April 16, 2015 1:22 p.m. ET
Prompted partly by fathers concerned that men for too long have gotten short shrift in custody decisions, about 20 states are considering measures that would change the laws governing which parent gets legal and physical control of a child after a divorce or separation.
The proposals generally encourage judges to adopt custody schedules that maximize time for each parent. Some of the measures, such as those proposed in New York and Washington state, take an additional step by requiring judges to award equal time to each parent unless there is proof that such an arrangement wouldn’t be in a child’s best interests.
Critics of the bills contend that they threaten to take discretion away from judges and risk giving leverage to abusive men. They also say the laws are poorly targeted because typically the only custody cases that end up in court are ones in which former spouses are too hostile toward each other to effectively practice shared parenting anyway.
Supporters maintain that the opponents, which include many family lawyers and bar associations, are trying to keep alive an adversarial culture that leads to lengthy—and often lucrative—court battles. They say the law should better reflect recent studies that show children are better off when both parents play a meaningful role in their lives.
“If dad is subject to the typical ‘Wednesday dinner and every other weekend’ arrangement, he’s not doing the kind of parenting that benefits kids, making sure the homework is done, getting them up for school,” said Linda Nielsen, a psychology professor at Wake Forest University. In such situations, a father “is basically reduced to an uncle.”

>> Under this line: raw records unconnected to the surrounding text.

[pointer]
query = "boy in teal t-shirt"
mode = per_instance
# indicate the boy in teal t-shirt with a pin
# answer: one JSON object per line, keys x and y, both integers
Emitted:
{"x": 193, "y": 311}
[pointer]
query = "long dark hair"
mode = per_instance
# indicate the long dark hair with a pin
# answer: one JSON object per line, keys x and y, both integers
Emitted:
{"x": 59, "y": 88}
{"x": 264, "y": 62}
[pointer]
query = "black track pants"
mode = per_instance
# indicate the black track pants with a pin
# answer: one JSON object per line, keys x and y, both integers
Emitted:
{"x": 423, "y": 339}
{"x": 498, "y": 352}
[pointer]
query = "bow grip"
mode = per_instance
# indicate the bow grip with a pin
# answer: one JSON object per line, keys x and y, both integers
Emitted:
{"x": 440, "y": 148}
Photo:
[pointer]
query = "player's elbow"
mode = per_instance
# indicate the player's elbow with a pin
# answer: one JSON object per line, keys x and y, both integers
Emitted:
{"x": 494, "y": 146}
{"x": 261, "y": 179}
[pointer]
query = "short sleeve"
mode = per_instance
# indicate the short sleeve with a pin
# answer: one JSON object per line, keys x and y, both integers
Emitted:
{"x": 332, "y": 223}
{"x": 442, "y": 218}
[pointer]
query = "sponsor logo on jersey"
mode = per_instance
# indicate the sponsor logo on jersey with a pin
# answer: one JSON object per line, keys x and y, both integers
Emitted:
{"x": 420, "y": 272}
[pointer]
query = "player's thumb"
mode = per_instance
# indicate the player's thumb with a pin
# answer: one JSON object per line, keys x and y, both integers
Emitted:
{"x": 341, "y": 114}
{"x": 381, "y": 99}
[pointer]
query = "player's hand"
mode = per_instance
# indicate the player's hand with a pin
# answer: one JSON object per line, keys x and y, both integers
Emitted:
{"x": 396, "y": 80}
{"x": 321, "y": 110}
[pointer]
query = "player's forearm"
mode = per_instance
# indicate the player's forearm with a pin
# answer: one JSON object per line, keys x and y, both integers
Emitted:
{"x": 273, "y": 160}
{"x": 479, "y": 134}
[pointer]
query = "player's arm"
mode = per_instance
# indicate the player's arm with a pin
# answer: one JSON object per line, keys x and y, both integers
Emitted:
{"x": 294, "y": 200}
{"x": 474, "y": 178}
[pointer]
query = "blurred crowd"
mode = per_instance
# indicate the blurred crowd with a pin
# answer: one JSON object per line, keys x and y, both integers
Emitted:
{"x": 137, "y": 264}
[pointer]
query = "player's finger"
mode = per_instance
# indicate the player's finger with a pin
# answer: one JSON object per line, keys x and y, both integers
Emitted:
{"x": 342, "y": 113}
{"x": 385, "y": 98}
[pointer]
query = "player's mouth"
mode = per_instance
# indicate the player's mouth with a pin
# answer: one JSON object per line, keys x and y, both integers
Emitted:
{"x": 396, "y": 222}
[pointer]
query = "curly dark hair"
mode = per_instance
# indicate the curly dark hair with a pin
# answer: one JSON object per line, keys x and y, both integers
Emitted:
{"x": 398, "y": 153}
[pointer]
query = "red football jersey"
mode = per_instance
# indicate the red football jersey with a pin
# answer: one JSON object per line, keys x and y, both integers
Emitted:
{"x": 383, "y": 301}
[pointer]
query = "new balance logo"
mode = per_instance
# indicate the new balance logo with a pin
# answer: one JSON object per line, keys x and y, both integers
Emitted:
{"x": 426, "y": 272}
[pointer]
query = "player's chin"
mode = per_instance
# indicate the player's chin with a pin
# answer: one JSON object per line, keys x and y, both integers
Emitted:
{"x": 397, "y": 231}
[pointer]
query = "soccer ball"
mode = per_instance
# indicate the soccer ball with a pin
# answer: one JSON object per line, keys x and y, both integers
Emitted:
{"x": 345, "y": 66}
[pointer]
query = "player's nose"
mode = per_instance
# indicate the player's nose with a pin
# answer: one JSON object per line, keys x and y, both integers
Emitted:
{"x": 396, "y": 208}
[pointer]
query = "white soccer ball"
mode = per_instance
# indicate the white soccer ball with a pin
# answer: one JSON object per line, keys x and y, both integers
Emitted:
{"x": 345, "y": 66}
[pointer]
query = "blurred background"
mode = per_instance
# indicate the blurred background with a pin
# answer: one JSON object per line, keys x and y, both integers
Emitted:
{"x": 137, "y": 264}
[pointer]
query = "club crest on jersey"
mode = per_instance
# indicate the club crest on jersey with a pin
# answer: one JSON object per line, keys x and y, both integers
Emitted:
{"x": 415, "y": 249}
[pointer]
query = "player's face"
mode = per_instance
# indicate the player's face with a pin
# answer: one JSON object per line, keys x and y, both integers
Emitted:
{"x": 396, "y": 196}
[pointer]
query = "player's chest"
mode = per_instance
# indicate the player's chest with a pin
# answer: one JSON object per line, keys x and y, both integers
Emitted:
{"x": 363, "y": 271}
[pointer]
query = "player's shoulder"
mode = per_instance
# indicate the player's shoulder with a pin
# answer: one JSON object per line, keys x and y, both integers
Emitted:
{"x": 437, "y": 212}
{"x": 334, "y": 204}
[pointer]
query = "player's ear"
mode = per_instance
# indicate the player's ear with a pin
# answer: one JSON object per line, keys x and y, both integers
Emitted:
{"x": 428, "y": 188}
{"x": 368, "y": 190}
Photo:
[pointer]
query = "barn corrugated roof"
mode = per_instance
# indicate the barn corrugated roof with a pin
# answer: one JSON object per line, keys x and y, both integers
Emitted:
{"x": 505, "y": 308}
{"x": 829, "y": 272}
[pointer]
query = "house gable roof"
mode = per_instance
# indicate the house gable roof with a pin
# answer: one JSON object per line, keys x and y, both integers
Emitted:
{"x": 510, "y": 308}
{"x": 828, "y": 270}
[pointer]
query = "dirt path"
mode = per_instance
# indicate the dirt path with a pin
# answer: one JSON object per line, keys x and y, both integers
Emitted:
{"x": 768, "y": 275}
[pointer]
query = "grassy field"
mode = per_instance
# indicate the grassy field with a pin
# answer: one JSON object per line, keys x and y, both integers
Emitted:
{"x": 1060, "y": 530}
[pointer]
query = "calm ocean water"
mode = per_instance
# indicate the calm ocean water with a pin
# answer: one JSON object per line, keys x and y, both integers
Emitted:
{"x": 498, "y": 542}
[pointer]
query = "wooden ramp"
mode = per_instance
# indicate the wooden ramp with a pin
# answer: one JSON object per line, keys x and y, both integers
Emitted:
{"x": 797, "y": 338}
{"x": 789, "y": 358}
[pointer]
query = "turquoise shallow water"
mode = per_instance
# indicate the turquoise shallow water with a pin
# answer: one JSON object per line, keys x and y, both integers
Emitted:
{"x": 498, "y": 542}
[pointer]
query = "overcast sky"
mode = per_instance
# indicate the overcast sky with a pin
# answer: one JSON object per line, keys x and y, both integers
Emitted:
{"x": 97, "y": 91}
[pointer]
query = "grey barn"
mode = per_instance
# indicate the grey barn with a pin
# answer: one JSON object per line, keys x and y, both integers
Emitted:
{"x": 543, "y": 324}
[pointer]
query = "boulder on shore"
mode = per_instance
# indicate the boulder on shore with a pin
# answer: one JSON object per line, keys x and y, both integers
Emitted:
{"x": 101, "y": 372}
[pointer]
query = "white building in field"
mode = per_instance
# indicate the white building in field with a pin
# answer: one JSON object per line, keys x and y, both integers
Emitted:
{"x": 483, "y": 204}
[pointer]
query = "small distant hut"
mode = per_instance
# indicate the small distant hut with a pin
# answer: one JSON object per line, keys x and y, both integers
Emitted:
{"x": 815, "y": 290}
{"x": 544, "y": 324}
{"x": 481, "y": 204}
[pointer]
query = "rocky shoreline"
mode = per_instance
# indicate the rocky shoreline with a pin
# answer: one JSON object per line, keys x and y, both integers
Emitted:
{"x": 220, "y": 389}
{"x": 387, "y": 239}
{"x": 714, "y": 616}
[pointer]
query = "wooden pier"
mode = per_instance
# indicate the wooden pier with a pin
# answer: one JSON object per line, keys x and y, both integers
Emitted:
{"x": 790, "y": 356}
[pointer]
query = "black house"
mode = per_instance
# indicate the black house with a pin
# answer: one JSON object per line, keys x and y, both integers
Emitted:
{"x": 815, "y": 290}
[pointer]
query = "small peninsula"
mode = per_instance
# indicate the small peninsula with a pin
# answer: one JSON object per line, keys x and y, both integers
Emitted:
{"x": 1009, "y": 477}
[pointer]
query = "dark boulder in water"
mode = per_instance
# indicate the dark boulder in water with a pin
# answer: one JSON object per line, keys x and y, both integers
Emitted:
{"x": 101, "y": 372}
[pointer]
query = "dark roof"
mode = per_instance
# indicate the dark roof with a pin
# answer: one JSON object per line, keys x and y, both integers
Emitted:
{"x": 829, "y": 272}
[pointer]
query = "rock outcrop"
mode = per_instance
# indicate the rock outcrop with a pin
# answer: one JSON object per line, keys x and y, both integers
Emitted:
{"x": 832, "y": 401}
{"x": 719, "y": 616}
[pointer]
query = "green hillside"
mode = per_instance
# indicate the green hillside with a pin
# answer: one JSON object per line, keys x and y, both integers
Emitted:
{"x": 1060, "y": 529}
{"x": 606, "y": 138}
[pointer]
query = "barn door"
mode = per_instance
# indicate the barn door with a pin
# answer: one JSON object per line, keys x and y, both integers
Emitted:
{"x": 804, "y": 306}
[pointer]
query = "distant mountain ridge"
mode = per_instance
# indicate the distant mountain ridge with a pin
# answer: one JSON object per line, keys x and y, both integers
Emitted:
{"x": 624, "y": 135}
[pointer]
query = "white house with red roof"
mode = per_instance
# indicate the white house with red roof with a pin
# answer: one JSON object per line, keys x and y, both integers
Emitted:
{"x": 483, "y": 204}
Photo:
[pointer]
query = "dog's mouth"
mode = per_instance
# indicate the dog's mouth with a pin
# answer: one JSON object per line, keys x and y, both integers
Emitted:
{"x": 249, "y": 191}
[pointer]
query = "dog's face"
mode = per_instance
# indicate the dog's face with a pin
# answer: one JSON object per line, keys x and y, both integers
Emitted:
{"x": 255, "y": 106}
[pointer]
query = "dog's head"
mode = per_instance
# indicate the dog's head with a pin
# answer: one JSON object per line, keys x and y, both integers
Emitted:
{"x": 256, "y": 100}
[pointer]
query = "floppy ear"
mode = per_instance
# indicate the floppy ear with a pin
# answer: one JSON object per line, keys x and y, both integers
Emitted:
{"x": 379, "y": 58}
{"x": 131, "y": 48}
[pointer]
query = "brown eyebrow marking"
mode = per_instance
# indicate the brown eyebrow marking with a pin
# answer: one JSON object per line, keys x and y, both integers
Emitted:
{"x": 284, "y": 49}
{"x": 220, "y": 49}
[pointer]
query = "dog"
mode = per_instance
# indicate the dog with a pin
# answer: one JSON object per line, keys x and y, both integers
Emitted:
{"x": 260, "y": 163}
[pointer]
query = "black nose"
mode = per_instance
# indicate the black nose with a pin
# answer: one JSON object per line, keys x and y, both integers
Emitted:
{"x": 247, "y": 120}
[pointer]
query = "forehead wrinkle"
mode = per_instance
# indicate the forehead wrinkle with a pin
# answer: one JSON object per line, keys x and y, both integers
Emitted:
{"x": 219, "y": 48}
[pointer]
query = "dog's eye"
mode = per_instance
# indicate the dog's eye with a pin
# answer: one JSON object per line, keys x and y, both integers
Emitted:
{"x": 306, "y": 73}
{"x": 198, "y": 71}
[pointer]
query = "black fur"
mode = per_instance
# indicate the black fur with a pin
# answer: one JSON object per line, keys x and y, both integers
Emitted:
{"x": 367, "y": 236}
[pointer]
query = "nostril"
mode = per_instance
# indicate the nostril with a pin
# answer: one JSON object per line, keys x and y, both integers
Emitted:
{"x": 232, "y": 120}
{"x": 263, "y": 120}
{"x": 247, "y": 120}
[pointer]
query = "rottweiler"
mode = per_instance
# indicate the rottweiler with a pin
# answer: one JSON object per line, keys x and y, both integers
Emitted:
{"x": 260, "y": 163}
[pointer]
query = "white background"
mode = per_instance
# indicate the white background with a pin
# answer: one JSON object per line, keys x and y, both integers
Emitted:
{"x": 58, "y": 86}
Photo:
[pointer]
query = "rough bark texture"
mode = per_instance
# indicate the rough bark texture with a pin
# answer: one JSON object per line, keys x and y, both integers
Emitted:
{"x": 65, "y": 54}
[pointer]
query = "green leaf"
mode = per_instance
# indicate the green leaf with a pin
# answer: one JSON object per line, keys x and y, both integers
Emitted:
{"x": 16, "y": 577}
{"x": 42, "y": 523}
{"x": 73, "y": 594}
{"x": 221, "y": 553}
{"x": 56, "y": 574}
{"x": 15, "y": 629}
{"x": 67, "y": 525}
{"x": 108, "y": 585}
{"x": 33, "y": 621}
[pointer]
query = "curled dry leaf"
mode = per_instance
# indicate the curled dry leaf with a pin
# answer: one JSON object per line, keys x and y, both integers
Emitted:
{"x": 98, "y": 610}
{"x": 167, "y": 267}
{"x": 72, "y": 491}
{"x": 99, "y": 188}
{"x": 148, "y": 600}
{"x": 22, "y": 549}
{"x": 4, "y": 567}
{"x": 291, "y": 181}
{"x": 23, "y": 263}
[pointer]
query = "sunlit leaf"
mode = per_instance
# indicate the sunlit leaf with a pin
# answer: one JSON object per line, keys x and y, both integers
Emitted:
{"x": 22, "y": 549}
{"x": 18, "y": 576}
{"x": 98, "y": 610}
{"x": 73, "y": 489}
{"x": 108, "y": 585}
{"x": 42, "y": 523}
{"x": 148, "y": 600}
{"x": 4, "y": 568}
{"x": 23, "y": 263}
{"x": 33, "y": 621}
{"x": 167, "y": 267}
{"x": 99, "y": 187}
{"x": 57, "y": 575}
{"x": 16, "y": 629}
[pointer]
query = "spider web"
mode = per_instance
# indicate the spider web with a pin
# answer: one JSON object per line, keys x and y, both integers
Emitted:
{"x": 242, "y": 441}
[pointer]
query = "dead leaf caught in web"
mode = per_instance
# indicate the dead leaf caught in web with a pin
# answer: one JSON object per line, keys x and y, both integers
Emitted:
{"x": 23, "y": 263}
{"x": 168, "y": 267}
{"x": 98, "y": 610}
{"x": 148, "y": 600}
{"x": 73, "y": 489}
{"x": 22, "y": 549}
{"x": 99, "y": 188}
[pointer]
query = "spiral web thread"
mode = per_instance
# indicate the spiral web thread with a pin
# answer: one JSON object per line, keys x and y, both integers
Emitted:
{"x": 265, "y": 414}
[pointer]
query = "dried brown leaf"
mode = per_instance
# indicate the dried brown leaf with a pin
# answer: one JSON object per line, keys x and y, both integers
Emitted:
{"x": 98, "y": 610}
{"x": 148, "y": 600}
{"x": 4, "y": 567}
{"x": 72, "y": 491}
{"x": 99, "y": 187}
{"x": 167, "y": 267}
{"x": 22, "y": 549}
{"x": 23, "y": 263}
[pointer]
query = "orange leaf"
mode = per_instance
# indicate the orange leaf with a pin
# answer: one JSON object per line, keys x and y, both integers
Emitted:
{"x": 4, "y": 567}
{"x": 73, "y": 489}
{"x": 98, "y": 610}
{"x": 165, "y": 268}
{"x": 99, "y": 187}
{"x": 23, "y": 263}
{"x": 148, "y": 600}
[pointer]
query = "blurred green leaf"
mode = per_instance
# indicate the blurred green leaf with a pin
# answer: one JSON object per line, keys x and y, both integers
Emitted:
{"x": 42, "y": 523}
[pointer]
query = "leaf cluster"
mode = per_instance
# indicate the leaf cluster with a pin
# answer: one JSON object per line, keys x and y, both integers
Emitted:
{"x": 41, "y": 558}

Legal views on custody have swung considerably over the years. The “tender years” doctrine came into vogue early in the last century, said Donald Hubin, an emeritus professor of philosophy at Ohio State University who has written on parenting and parental rights. That doctrine stated a child should stay especially close to his or her mother during infancy and toddler years.
About 50 years ago, that notion gave way to the idea that custody should be decided according to a child’s best interest.
Advocates of shared parenting say the “best interests of the child” standard gives judges too much latitude to employ latent biases and unfairly encourages parents to diminish each other’s abilities in a public forum.